After the war, the council led by the mayor, Jean Chandon Moët, decided to acquire a suitable building for municipal purposes. The building they selected was the Hôtel Auban-Moët on the north side of what is now Avenue de Champagne. The building was commissioned by the wine merchant, Camille Jacques Victor Auban and his wife, Sidonie Rachel Moët de Romont, in the mid-19th century. It was designed in the neoclassical style, built in ashlar stone and was completed in 1858.

The design involved a symmetrical main frontage of nine bays facing north onto the garden. The central section of three bays featured three round-headed doorways with a glass canopy above. The rest of the north-facing frontage was fenestrated by round-headed windows with shutters on the ground floor and by square-headed windows with shutters and cornices on the first floor. The bays in the central section and the outer bays were flanked by pilasters supporting an entablature, a cornice and a balustrade. The rear façade, facing south onto Avenue de Champagne, was fenestrated in a similar style but the central bay was canted forward and was surmounted by a hexagonal roof.

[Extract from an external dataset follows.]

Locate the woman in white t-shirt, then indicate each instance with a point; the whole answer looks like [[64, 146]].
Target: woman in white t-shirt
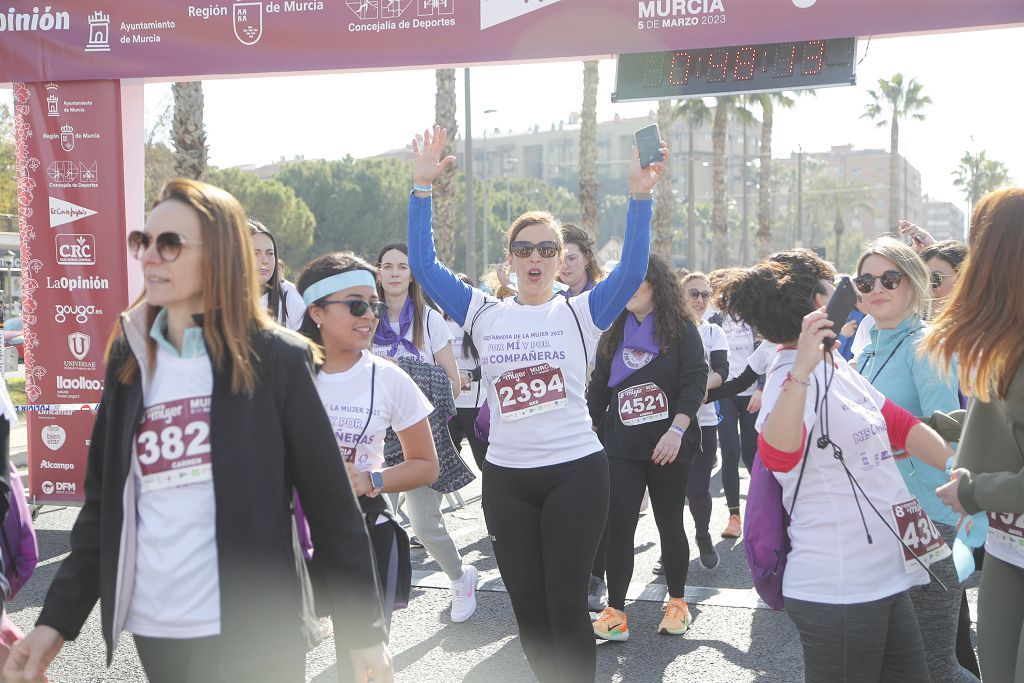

Several outbuildings laid out in a horseshoe shape were constructed in red brick at the north end of the site to a design by Alphonse Gosset and completed in 1885. The garden was landscaped with an artificial grotto, a temple and two ponds to a design by Eugène Bühler and completed around the same time. After a major programme of conversion works had been completed, allowing the building to be used as a town hall, it was officially re-opened by the president of France, Raymond Poincaré, on 8 February 1920. The principal rooms created were the Salle des Mariages (wedding room) and the Salle du Conseil (council chamber).

A war memorial, designed by Henri Giraud in the form of an angel of victory standing in front of a semi-circular platform, intended the commemorate the lives of local people who had died in the war, was officially inaugurated on 6 July 1924. During the liberation of the town by the US Third Army, commanded by General George S. Patton, on 28 August 1944, during the Second World War, American troops advanced along Rue de Reims at the north end of the site, and a marker was placed there after the war to commemorate the route that they had taken.